Here comes a thought

WHO: Tekhartha Zenyatta and Widowmaker
WHAT: post-Recall Widowmaker was captured by Overwatch and in the process of being deprogrammed.
WARNING(S): TBD


Talon had become fat with overconfidence in the later years of Overwatch's disbandment. Any organization however deep their roots went or whomever at the top of global market backed them should pride itself on public image. Power was a performance piece, and they had bungled their grand finale. All it took was one lucky shot and the loss of one of their premier agents for the house of cards they built themselves on to start tumbling down. Somewhere in the middle the United Nations woke up and under a temporary dispensation of the PETRAS Act - Overwatch was granted sanction to act in the best interests of international security.

All because the infamous Widowmaker took a potshot to the temple. One bullet could change the world, and this one broke open a decades long conspiracy that shed light on what broke the pylons keeping the original Overwatch together.

"Surface level concerns we should treat the potential onset of bradycardia," A voice ran over her like the crashing of waves on distant shore - far off and muted, "As of now we know the extent of her mental condition and physical abnormalities are the direct result of research stolen from our Watchpoint in Stuttgart. She was given over the to the custody of Overwatch and it is our responsibility that perhaps one its victims be granted peace."

They were talking about her; the memories of being drugged and afraid laid buried over ten years ago resurfacing. Amélie was so tired she couldn't fight the roiling discomfort these thoughts caused her. Time slipped away and days became weeks became months. Sessions with a watery-eyed Dr. Ziegler who burdened all responsibility for her recovery like Atlas never made Amélie feel comfortable breezed by day by day. How are you today, Amélie? and Do your trigger words still induce a fugue state? or Let's check your heart rate.

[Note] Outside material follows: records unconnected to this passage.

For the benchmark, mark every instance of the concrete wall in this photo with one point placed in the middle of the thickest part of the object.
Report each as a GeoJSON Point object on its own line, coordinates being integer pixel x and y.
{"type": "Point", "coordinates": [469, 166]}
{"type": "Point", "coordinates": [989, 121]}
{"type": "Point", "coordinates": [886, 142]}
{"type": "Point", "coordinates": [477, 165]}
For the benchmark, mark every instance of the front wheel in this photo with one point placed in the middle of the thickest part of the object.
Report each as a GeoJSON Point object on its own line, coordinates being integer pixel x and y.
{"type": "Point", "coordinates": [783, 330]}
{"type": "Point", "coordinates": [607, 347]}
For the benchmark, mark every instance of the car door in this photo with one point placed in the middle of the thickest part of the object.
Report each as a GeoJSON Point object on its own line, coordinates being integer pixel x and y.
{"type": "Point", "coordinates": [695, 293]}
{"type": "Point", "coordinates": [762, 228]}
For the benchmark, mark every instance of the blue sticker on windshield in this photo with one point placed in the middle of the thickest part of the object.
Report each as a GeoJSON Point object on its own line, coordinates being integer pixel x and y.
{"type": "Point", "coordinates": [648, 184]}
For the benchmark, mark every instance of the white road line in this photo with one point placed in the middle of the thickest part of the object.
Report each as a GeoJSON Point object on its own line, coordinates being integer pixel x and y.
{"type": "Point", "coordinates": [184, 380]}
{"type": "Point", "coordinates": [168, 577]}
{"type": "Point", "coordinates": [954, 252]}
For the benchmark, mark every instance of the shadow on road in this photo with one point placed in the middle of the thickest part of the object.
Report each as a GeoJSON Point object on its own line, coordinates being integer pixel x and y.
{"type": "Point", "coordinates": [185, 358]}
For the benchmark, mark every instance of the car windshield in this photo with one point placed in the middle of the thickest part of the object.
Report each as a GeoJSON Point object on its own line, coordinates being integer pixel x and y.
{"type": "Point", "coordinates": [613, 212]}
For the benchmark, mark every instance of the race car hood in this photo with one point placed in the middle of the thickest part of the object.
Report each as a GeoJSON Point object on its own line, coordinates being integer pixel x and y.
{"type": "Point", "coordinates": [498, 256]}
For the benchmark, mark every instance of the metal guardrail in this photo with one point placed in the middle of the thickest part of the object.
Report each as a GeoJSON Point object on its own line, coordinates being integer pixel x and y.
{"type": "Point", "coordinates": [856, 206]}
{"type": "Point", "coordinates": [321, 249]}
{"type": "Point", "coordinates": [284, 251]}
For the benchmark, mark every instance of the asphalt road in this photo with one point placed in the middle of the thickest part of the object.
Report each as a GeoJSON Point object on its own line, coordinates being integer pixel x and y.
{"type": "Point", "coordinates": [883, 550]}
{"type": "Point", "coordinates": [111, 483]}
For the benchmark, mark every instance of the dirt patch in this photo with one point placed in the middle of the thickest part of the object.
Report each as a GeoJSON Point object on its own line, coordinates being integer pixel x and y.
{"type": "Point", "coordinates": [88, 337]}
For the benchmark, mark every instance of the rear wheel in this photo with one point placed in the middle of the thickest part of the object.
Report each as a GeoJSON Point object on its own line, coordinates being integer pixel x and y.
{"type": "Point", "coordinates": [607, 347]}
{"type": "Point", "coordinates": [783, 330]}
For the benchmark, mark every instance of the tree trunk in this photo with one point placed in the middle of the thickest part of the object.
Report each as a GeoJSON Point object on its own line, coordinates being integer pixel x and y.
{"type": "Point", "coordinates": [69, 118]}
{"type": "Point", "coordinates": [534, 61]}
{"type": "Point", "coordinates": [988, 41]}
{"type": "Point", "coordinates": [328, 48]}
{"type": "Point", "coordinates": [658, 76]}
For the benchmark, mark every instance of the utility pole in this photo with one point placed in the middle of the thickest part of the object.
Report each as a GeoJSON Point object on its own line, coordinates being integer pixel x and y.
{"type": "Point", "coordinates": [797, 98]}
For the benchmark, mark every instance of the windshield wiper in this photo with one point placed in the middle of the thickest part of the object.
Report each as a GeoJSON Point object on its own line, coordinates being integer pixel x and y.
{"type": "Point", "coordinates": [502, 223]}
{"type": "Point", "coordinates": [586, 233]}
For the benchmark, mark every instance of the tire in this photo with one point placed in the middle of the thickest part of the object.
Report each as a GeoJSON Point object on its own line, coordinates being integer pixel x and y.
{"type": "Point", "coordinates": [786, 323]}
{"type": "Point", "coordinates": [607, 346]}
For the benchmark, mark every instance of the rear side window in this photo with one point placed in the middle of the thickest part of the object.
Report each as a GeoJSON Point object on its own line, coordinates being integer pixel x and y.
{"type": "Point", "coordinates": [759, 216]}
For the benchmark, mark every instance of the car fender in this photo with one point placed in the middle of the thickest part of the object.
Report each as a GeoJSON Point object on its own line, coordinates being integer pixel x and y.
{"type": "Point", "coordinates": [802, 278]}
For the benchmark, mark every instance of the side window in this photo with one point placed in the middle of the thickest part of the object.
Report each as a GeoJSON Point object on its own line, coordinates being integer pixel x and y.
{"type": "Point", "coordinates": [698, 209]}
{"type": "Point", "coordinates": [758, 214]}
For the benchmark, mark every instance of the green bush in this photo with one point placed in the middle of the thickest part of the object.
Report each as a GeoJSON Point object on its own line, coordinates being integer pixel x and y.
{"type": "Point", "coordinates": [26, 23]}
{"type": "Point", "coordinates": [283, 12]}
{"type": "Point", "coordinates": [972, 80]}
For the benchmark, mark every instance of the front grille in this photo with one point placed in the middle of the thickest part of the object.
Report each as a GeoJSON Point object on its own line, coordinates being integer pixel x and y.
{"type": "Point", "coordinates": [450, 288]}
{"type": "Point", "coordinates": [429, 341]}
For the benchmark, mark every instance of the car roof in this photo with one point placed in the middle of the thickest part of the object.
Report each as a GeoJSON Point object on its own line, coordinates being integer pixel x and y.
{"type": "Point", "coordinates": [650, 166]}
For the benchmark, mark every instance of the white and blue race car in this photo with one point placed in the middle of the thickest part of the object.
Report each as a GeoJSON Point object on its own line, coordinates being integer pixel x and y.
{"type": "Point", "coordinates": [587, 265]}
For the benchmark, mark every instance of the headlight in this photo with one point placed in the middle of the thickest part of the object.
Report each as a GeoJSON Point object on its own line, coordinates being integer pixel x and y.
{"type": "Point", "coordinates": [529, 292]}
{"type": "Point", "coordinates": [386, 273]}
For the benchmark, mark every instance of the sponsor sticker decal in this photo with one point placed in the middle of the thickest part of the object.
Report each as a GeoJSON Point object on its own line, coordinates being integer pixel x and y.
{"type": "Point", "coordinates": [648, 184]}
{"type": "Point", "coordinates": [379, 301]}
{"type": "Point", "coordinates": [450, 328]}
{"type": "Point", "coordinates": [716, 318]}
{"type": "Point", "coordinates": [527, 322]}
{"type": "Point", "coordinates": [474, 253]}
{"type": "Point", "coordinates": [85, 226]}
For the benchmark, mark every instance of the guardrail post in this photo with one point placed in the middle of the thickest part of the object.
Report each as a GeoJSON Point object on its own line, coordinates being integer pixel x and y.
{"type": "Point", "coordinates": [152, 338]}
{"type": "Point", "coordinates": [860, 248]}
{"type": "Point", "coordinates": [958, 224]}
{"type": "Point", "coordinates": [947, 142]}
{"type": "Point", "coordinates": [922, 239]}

The platitudes made her angry sometimes but she had to remind herself that even in this sterile prison in just a hospital gown at least she was still feeling something. One morning she even woke up to a box of petite madeleine pastries next to a cup of chamomile. Her favorites from a dredged up memory of a anniversary visits to Mariage Frères in Paris. The inclusion of tea led Amélie to believe this was Amari's attempt at a peace offering. It seemed these days people wanted to damn her in equal measure to those who wanted to apologize, or the very least reach out. Build bridges even if she was the fire stater.

"You have a visitor, Amélie." Again - Ziegler, crowding the doorway of her monitored room on Watchpoint Gibraltar - contained and watched like a wild animal - Amélie had to feign interest when she asked who. "I'll show him in."

Amélie's eyes widened in muted shock when she heard the low hum of anti-grav technology round the corner before she saw the omnic come into her room. In an instant her vision tunneled to her supposed finest kill over a year ago and, No - it couldn't be -

"...Mondatta?"
tekhartha: (ᴛʜᴏᴜɢʜᴛꜱ ᴍᴇᴀɴᴅᴇʀ)

pls excuse length

[personal profile] tekhartha 2016-10-16 08:09 pm (UTC)(link)
The Wheel has turned. The universe rebalances itself around a single silvery shot, as tiny as a drop of rain, driving itself through human flesh and bone- and suddenly there is room to breathe between the violence and the destruction. This is, Zenyatta knows, a pivotal moment for them all; their fortunes are as vulnerable as Talon's, and just as liable to collapse without initiative and courage and, most importantly of all, unity.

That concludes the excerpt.